No, I haven’t read Thomas Browne’s Urn Burial yet. I’m a sucker for New Directions’ back stock, I just finished Crime & Punishment, and Gide’s book looks cool. Plus it was like a dollar.

I spied the Might Magazine collection—I knew Might as Dave Eggers’s first venture. I picked it up for the (very short) David Foster Wallace essay “Hail the Returning Dragon, Clothed in New Fire”—which, incidentally, doesn’t appear to be is collected in the forthcoming collection Both Flesh and Not under the new not-as-Game of Thronesish title “Back in New Fire.” 



  1. Crasser than thou · October 25, 2012

    I know you’re fond of anonymity but I would love to know more of the biblioklept story…. how do you obtain so many wonderful tomes?
    Is the clue in your blogger name?


  2. Crasser than thou · October 25, 2012

    Well, yes book shop… answers one of the questions. I wish I had disposable income.


    • Biblioklept · October 25, 2012

      I’m not really so anonymous . . . my name is Edwin Turner; I’ve signed it to every review the site has run (accept the ones written by guest reviewers) and it’s also there on the “About Us” page.

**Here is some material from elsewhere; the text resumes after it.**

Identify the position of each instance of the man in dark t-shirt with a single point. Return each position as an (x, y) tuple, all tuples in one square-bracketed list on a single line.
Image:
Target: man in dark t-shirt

Most of what runs on the site, including these “Books Acquired” posts, I attribute to simply Biblioklept.
      As far as acquiring the books—
      I live 1.2 miles from an enormous used bookstore that holds around 1.6 million books. I get lots of review copies that that bookstore turns into book credit.


  3. Jay · October 25, 2012


    I have a question: Whenever you get the time, could you do a post on how you go about writing your reviews? What is your process while reading the book? Do you take copious notes while reading, or do the reviews happen mostly from memory? How do you translate your reading into a meaningful review?

    I am a philosophy major, and my time was spent reading shorter/denser works, taking the core ideas, and expanding those ideas into longer-form, argumentative papers. Writing reviews or interesting papers on entire works of fiction has been difficult for me, because it seems to go the opposite way, i.e., taking larger works filled with all sorts of diverse ideas and summarizing them into some sort of short, cogent review (that hopefully adds a bunch of related ideas in the process).

    BTW, if this can be handled in the comment section here (rather than putting it up as a post on the site), that is fine with me as well.


  4. Travis McGee · October 25, 2012

    I can think of a reason for non-inclusion of that DFW essay – it’s not very good. It effectively trivializes the suffering of people for the sake of some highly contrived thesis about how AIDS makes sex more exciting.


  5. Matt Bucher · October 25, 2012

    The DFW essay is included in Both Flesh and Not, btw. They’ve retitled for the collection “Back in New Fire.”
    I think the thesis of the essay can easily be misinterpreted since it makes the claim that AIDS is a blessing of sorts.


    • Biblioklept · October 25, 2012

      Ah…thanks. If only Little, Brown were nicer about sending me review copies I wouldn’t make these terrible errors. Thanks. Matt.